The one cat that caught my eye was a new entry to the shelter the week I started. His name is Gomez, and he is mostly white, with a few black spots. The first time I saw Gomez, he was lying in his dirty litter box, with his head resting on its rim, looking out very sadly, with one weeping eye. He is 3 years old- fairly young still, and he was left there because his owner had to move out of state.
I looked at him, and called his name, and he responded with a very low-energy squeak. Every time I spoke to him, he would squeak in response.
I love a cat that talks. Both my own kitties would answer me when I talked to them. They both knew their names and would come running to me like puppies whenever I called them (that is, unless we were on our way to the vet, in which case, they would both run and hide in the cellar.)
Anyway, today I was in Gomez's room, and it was a pleasure to see how well he has adjusted in only a couple of weeks.
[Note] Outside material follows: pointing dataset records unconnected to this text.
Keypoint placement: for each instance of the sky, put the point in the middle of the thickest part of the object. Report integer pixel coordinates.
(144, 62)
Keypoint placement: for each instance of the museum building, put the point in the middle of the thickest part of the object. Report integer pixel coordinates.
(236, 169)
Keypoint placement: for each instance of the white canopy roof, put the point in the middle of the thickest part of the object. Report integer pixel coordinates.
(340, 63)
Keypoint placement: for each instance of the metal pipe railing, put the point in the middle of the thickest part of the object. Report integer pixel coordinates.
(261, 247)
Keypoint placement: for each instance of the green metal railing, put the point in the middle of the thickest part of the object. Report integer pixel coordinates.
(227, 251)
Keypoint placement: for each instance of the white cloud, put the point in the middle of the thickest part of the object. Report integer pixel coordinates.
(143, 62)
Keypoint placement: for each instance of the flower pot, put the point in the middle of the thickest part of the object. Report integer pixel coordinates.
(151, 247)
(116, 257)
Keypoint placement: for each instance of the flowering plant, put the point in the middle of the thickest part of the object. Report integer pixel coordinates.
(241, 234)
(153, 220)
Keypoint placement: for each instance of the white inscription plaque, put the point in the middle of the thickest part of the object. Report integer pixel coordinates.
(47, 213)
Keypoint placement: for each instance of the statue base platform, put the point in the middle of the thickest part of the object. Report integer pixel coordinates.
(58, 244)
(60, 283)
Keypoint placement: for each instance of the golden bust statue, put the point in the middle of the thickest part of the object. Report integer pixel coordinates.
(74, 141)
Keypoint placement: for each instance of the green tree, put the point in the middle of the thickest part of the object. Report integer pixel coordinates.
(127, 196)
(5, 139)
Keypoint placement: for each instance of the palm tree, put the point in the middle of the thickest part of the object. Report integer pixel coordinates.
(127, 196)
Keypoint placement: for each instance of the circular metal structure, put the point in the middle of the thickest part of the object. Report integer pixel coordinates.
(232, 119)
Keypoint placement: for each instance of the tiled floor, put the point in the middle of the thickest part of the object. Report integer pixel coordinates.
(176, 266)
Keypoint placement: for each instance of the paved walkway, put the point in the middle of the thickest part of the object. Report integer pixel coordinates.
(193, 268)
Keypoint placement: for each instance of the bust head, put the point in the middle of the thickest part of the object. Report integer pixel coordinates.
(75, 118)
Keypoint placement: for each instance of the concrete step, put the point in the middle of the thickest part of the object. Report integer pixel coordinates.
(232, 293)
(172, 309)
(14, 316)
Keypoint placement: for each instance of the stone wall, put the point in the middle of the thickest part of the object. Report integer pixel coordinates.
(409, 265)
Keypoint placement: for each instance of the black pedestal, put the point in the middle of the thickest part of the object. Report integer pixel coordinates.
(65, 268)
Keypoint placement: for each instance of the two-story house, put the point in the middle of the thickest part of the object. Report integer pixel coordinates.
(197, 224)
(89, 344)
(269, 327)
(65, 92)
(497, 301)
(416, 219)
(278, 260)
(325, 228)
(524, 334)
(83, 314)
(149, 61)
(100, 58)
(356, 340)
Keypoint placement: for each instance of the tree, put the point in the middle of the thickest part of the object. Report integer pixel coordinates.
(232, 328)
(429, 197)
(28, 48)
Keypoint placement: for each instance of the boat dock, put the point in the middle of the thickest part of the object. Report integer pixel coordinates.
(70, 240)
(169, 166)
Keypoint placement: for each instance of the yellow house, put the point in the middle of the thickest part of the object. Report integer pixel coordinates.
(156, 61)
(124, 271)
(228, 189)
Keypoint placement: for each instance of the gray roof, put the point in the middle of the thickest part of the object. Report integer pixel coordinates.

The folks at the shelter have given him a second empty, clean litter box with a soft towel in it so he no longer hangs out among the litter.
Also, he now will get up and play with toys and move around. His eye seems to be drying up. And he still talks to me. Also, when I pet him, he started to purr. (I think he purrs and talks in Spanish.)
This two-hour weekly commitment that I have made is turning into a real labor of love for me.